I'm going to take you on a rather amusing journey, back to the past. Do any of you recall the day Joe Dumars traded away Chauncey "Big Shot" Billups for Allen " I'm Selfish" Iverson?
If you do, then as of now you are doing well on my journey.
Outrage, shock, disgust, were the array of words used to describe this deal that shocked the NBA.
Initially, I was saddened by the fact that our own Chauncey, the man who helped revive the Pistons, was now no longer a Piston. However, as many have argued about this topic, I realized in the long term, this deal was only going to benefit us.
Indeed the Nuggets were one of NBA’s hottest teams, and in the playoffs many believed they would in fact defeat the Lakers. I was worried they were going to. I love Chauncey to death, but seeing him play in the Finals would have made my perception of the trade change dramatically.
However, all I have to say is, “Thank You Chauncey!” You showed me again, after Game Six, why we traded you. Mr. Big Shot was no more.
Allow me to drag you further back into the past. Just last year, when we were playing the Celtics, Billups was playing well. Don’t get me wrong, he was making the right passes, playing solid defense, but he wasn’t scoring.
He never stood up and fought hard.
In a sense, the entire Pistons' team no longer had that fire or drive to succeed. Then one game, Rodney Stuckey appeared out of nowhere. Shocked, amazed, impressed. Those would be the words I was hearing. He could drive into the lane with force, he made the right passes, could shoot well...but most importantly, he had that passion.
You need passion in this game. Complacency is not an option. In my eyes, Billups and the entire team were becoming complacent. In turn, Billups was gone.
After we kept seeing the same results year after year, Joe D got frustrated by our performances and made a trade. We ended up losing in the first round, but we have a lot of money to invest into younger, more dedicated players.
Now If I can kindly ask you to check back into reality, we witnessed yesterday the typical Chauncey Billups we had seen for a while now. To put it bluntly, Billups was a no show.

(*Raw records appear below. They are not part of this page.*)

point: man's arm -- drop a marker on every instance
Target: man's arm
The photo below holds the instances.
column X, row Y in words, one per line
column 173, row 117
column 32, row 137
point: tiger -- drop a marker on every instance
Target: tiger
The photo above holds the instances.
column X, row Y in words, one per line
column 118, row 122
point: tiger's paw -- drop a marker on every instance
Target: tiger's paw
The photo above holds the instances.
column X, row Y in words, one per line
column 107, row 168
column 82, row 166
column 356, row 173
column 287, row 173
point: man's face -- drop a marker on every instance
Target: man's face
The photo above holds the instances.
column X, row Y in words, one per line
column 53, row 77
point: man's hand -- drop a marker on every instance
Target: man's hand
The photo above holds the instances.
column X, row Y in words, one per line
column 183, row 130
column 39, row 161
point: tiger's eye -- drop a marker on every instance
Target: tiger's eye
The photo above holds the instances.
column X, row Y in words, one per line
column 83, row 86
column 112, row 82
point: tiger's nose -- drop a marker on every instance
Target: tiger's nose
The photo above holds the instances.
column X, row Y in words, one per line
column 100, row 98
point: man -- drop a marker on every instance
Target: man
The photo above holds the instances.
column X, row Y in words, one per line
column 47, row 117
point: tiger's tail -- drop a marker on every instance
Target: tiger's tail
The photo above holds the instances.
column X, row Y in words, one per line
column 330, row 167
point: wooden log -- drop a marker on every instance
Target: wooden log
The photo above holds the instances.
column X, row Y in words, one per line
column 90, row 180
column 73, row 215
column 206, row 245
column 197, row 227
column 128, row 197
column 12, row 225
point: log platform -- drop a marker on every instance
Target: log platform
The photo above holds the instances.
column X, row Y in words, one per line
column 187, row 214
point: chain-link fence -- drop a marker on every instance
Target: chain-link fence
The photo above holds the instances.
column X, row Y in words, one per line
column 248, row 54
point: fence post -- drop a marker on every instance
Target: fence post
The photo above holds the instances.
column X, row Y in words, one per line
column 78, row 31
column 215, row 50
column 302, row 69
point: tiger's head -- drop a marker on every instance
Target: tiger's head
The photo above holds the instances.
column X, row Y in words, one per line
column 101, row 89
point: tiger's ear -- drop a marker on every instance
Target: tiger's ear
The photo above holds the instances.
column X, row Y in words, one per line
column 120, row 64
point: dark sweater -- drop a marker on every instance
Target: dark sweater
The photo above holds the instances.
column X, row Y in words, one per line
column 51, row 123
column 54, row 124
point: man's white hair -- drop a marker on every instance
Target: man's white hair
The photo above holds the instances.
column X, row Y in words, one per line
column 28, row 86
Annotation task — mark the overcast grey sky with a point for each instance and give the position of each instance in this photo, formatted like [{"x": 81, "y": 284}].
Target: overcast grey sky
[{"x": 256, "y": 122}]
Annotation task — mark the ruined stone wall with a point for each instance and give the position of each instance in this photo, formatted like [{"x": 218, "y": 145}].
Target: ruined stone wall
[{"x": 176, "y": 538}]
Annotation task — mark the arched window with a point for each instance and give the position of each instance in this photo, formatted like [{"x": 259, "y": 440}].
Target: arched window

In the most important games, he seems to hibernate, and well, vanish. That’s the Chauncey Billups we traded, and that’s the Chauncey Billups Denver received. He had his assists as always, but not the points.
I do believe Billups has gained back that desire to win, and maybe in the next years to come he will in fact return to the finals. Sadly, as much I hate to admit it, he lost his passion in Detroit after experiencing winning season after winning season.
Times have changed, and if I could only take you on a journey to the future, we would all be able to analyze this deal and see who came out the winner.
If Detroit wants to succeed again, we must make the right trades and draft picks.